Rumor has it your great grandmother was a bootlegger…

So what are you gonna do about it? 

First, how much do you know? What details can you tease out? Where did she live, when did she live, how old was she when all that interesting stuff was happening….

And then, if it were my great grandmother, I’d start digging into more research. I’d look into bootlegging in her community and era. I’d see if I could find any connections to other known bootleggers. I’d read up on the history of bootlegging in the U.S. and dive into the whys and wherefores of prohibition, trying to get a sense of the people who chose to defy the law and why they did it. And I’d try to figure out if it was a family business or if great-granny was working on her own.

My book collection would grow…

After a bit, with any luck, a story would start to emerge, ideas would come thick and fast, and one thing would lead to another. That theoretical great grandma would start to take on flesh and spirit. Mabe I’d begin to admire her, or I’d uncover some other nuggets and discover she was a not-so-great grandmother.

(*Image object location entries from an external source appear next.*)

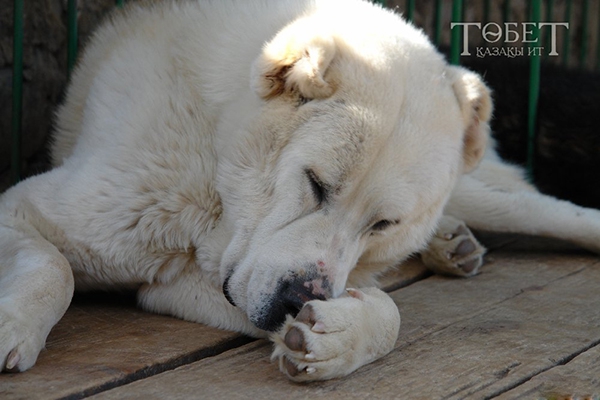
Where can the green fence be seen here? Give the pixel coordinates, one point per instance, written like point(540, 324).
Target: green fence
point(457, 15)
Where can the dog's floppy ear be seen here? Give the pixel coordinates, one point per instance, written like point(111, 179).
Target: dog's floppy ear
point(476, 106)
point(295, 61)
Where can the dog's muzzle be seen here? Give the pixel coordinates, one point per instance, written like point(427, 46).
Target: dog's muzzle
point(288, 299)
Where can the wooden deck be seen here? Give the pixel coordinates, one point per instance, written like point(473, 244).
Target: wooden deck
point(527, 327)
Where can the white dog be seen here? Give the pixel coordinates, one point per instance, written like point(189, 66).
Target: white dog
point(242, 164)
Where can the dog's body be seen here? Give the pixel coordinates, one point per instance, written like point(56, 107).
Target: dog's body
point(204, 169)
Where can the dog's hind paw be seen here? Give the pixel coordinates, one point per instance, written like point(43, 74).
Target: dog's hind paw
point(20, 345)
point(330, 339)
point(453, 250)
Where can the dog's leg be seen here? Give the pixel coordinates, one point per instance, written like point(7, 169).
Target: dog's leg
point(36, 282)
point(330, 339)
point(495, 198)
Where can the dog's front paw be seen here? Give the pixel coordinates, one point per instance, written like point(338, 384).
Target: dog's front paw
point(453, 250)
point(330, 339)
point(20, 343)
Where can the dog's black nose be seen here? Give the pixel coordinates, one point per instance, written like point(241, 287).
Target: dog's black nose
point(226, 290)
point(289, 298)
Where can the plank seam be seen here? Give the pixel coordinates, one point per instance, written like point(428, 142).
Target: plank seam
point(559, 363)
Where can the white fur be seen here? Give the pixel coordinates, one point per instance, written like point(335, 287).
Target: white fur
point(183, 156)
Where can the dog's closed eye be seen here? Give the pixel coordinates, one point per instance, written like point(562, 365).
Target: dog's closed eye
point(317, 186)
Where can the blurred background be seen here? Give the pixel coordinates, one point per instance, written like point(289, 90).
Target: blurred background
point(559, 141)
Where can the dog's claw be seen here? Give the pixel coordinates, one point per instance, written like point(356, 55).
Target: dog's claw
point(13, 359)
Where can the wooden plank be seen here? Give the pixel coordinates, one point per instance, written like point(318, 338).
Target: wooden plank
point(460, 338)
point(101, 344)
point(578, 379)
point(104, 341)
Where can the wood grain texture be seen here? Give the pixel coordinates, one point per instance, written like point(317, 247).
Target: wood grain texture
point(577, 379)
point(101, 344)
point(460, 338)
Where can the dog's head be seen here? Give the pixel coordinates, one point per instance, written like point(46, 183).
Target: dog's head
point(347, 161)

Before long, I’d be sketching out the plot of a novel based on great grandma’s life. My imagination would take over and I’d find myself melding known history with conjecture and populating her world with other fascinating characters, historical or otherwise.

In fact, I’d be doing what many writers do. I’d be taking the germ of a story and making it into something bigger.

Inspiration can come from many places, and the stories we’ve heard growing up—or that we stumble on while going through family papers—can be a rich resource. The trouble is, it can be tricky to take that kernel of something and wrangle it into a story with a beginning, a middle, and an end, and a satisfying character arc to boot.

I’ve long been tempted to find out about my great-grandmother Candora Seeley, who was somehow connected to the Hoadley Carriage Works in New Haven, Connecticut. I know almost nothing about her. I think her husband was James Hoadley Gueurnsey. I have a few old photographs, and my mother had a genealogy done decades ago so I can probably find out her birthdate and other vital statistics.

How will I turn those crumbs into a story? I don’t know yet. But after a dozen historical novels, I do know how to write stories that live and breathe and keep readers turning the pages. And as an Author Accelerator Certified Book Coach, I know how to help other people do it, too.

Got something in mind? Talk to me! Maybe I can get you started, keep you going, or nudge you across the finish line of that draft manuscript.

In the meantime, I’ll keep you posted on my own journey to see if there’s anything I can make of Candora—or Cannie, as she was apparently called. See? I feel as if I know her already.